Notable Patterns and Implementation Details

Collector Host / Logic Split

CommitCollectorHost exists purely as a thin adapter. Its own XML doc comment describes it as “a minimal integration class between the core of the collectors based on NuGet.Jobs infrastructure and the overly complex collector infrastructure that we have today.” Job-specific logic lives entirely in ICommitCollectorLogic implementations; the host provides only wiring.
// Consuming job registers its own logic:
services.AddTransient<ICommitCollectorLogic, MyJobCollectorLogic>();
// The host is already registered by AddV3():
services.AddTransient<ICollector, CommitCollectorHost>();

Concurrent Leaf Download Pattern

CommitCollectorUtility.GetEntryToDetailsLeafAsync uses a ConcurrentBag<CatalogCommitItem> as a work queue and spins up exactly MaxConcurrentCatalogLeafDownloads (default 64) Task.Yield()-seeded tasks via Task.WhenAll. This avoids SemaphoreSlim ceremony while bounding concurrency precisely.
var tasks = Enumerable
    .Range(0, _options.Value.MaxConcurrentCatalogLeafDownloads)
    .Select(async _ =>
    {
        await Task.Yield();
        while (allWork.TryTake(out var work))
            // download leaf ...
    }).ToList();
await Task.WhenAll(tasks);
GetLatestPerIdentity throws InvalidOperationException if two catalog entries share the same package identity and the same commit timestamp. This is considered a data-integrity violation and is intentionally fatal rather than silently skipped.

Telemetry as IDisposable Duration Scope

IV3TelemetryService.TrackCatalogLeafDownloadBatch returns an IDisposable. The caller wraps the entire concurrent download loop in a using block, so elapsed time plus batch size are captured atomically.

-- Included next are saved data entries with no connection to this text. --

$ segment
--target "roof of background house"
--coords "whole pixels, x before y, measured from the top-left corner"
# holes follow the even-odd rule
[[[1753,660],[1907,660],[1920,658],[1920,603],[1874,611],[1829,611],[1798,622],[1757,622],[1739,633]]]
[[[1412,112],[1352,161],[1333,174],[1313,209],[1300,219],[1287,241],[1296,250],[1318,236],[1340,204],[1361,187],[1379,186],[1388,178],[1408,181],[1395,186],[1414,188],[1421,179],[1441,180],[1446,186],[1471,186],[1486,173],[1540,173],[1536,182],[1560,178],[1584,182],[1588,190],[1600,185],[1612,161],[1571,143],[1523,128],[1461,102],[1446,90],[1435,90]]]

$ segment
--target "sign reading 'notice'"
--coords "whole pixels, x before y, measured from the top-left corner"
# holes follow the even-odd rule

Registration URL Canonicalization

RegistrationUrlBuilder always lowercases both the package ID and the NuGet-normalized version string before building URLs. This matches the NuGet.org Registration hive’s actual file layout and avoids case-sensitivity mismatches on case-sensitive storage back-ends.
When reading a registration index that does not exist yet (e.g., for a package being published for the first time), IRegistrationClient.GetIndexOrNullAsync returns null rather than throwing. Callers should treat null as “package not yet registered” and handle it gracefully.

Azure Blob Retry Policy

DefaultBlobRequestOptions.Create() configures LocationMode.PrimaryThenSecondary with ExponentialRetry, giving Azure Storage operations automatic geo-redundant fallback. The 10-minute MaximumExecutionTime cap prevents indefinite hangs on large blob writes.